Tip 1: Drape the leg as if the patient will be undergoing a direct anterior approach total hip arthroplasty
Dr. Kim wants to see the alignment of the entire leg, from ankle to hip, and so he does not drape all the way to the knee. This allows him to more accurately assess alignment during the procedure.
Tip 2: Reconsider the use of a tourniquet
Similarly, use of a tourniquet impedes Dr. Kim’s ability to assess alignment and so he prefers tourniquet-less surgery.

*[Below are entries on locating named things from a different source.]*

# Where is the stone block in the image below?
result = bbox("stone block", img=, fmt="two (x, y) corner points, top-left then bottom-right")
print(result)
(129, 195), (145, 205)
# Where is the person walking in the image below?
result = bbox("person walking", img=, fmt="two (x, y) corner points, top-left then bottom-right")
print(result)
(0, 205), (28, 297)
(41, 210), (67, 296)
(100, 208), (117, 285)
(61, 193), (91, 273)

In addition, he and his colleagues conducted a study of patients undergoing bilateral TKA, in which one leg had a tourniquet and the other did not. They found better quadriceps strength and less pain in the limb in which the tourniquet was not used or was used only for cementing the implant.

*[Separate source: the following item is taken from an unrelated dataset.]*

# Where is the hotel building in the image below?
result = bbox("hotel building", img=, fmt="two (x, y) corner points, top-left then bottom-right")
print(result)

Tip 3: The rectus snip is generally all that’s needed for adequate exposure
The rectus snip is the workhorse of exposure in revision TKA, Dr. Kim said. He noted that tibial tubercle osteotomy and V-Y turndown are typically unnecessary in 99.9% of patients.
Tip 4: Aggressive synovectomy might not be needed – or it might be essential
Patients who are undergoing revision TKA due to an unstable knee may not need an aggressive synovectomy. But for patients with a stiff knee, be sure to do a thorough synovectomy and clear the medial gutters.
Tip 5: A simple technique can mobilize the extensor mechanism
To mobilize the extensor mechanism in some revision TKA patients, it may be necessary to use a knife to score the scar tissue behind the patellar tendon. This allows the extensor mechanism to evert or even mobilize, Dr. Kim said.
Tip 6: Component removal should be done as a stepwise progression
The goal is to remove the components with minimal bone loss, moving from tibial insert removal to femoral component removal, and then tibial component removal. Patience is needed, as well as a knowledge of the type of component and its geometry.